Jun 192014
 
 June 19, 2014  Court, Surveillance, U.S.

Earlier today, I linked to a post by Orin Kerr asking what happens when data collection occurs in two different judicial districts that may have different Fourth Amendment standards for whether a warrant is required.  A recent post by Hanni Fakhoury of EFF addresses some of the same issues, writing, in part:

The Fourth Amendment is the law throughout the country, binding both federal and state law enforcement. While states are free to interpret their state constitutions or enact laws that impose stronger legal protections than those in the Fourth Amendment, they cannot provide weaker privacy protections. So, once a federal appeals court issues a ruling that requires state and federal law enforcement in one part of the country to use a warrant, it would be inconsistent to permit officers in other parts of the country to use weaker legal process to get those same records. The Fourth Amendment must mean the same thing everywhere and not vary from state to state; inconsistencies reduce legal protections for some people and tempts officers from a more restrictive jurisdiction to see if their counterparts in a less restrictive jurisdiction can get the records for them instead.
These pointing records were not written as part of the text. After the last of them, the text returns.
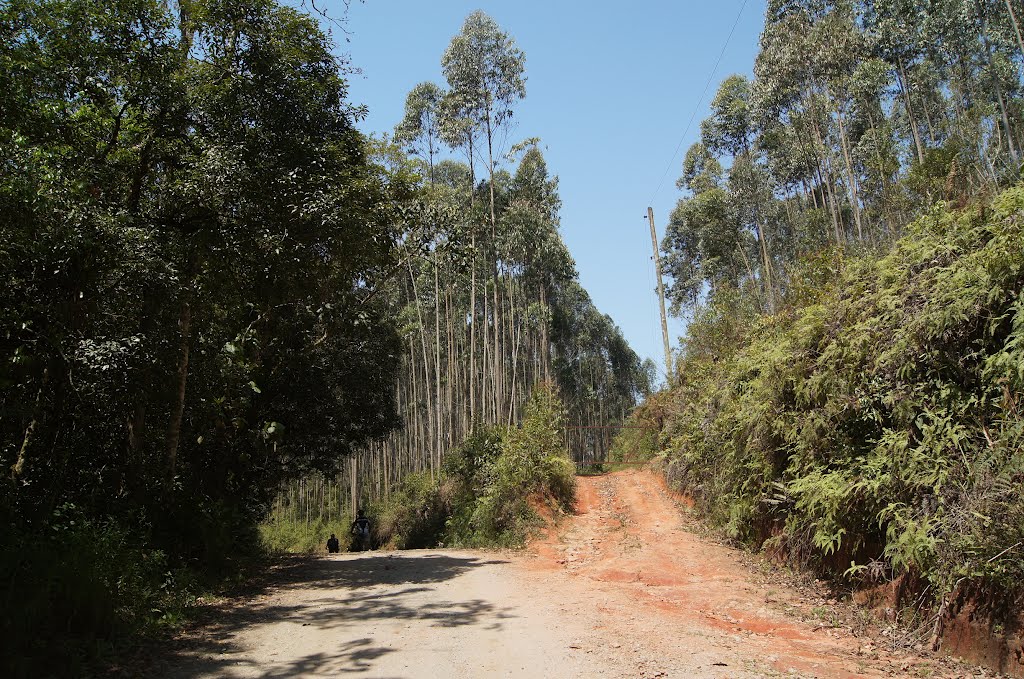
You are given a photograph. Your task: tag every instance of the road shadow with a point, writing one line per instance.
(339, 594)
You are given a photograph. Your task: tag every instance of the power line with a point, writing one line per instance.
(693, 116)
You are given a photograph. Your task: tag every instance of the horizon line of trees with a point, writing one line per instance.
(860, 115)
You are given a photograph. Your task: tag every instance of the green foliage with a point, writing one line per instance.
(77, 586)
(489, 489)
(879, 418)
(193, 237)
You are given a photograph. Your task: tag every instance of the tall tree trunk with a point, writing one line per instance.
(173, 435)
(901, 81)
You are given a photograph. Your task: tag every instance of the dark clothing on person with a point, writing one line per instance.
(361, 526)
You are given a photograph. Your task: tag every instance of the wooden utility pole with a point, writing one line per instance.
(660, 297)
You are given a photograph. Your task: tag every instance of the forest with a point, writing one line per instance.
(217, 292)
(848, 252)
(228, 317)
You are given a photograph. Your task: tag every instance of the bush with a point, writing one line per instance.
(879, 420)
(489, 487)
(76, 587)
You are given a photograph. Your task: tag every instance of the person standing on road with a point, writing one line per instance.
(360, 528)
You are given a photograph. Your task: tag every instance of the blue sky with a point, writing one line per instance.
(610, 88)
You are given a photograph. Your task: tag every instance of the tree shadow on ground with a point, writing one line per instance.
(329, 594)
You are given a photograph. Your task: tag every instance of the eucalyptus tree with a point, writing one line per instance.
(420, 129)
(730, 130)
(193, 245)
(484, 73)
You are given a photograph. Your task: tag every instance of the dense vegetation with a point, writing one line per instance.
(215, 288)
(850, 384)
(488, 304)
(489, 492)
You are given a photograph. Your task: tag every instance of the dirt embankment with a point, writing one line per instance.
(666, 588)
(624, 588)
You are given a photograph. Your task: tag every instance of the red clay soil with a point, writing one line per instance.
(656, 586)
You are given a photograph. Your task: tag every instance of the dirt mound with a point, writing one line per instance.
(632, 539)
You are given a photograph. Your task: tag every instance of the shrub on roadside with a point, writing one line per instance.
(879, 420)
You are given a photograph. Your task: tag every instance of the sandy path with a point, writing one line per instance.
(622, 589)
(416, 613)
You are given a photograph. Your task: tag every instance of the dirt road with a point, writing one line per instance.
(623, 589)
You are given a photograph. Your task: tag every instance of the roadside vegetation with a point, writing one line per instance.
(492, 492)
(849, 256)
(217, 294)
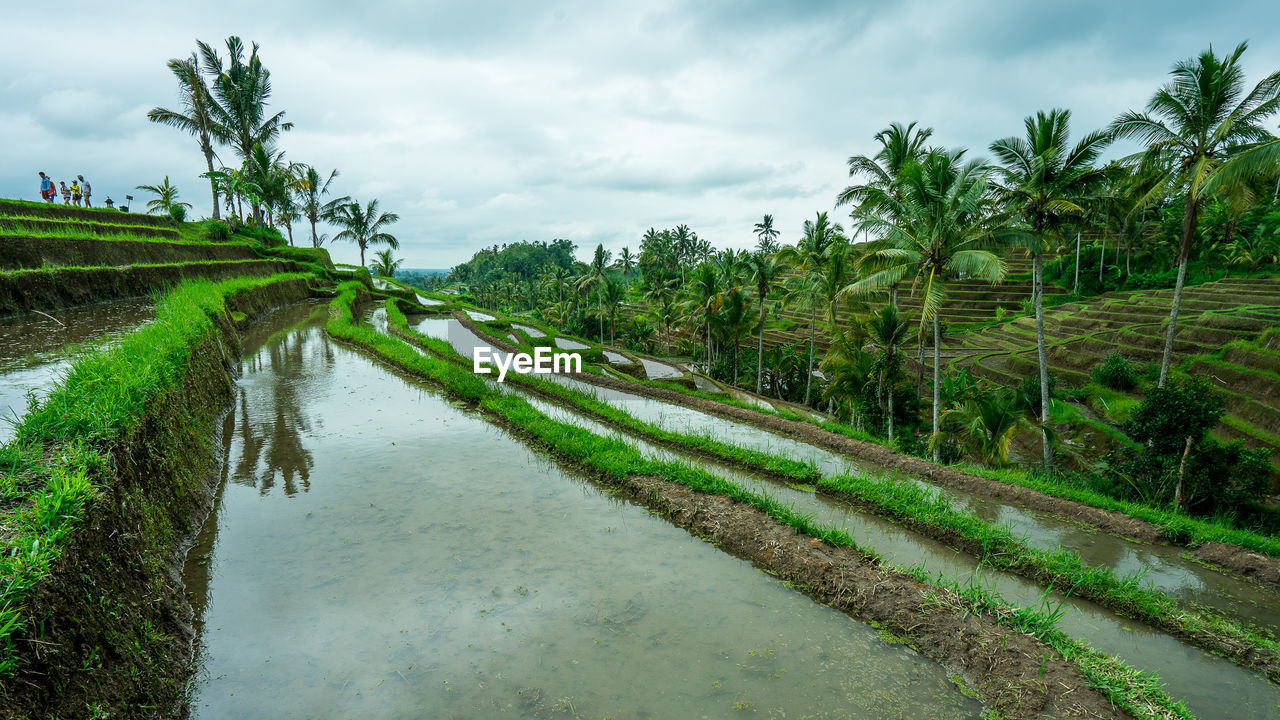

Today there are clear inconsistencies in the application of the Fourth Amendment to cell tracking. While a police officer in Mississippi can claim that she does not need a warrant to obtain cell site records under the Fifth Circuit’s decision, her counterpart in the neighboring state of Alabama clearly does under Davis. Instead of waiting for the Supreme Court to resolve this split, right now mobile phone network operators should follow the lead that major communication providers set after Warshak and make Davis the standard nationwide, requiring all law enforcement across the country use a search warrant to obtain cell site location information.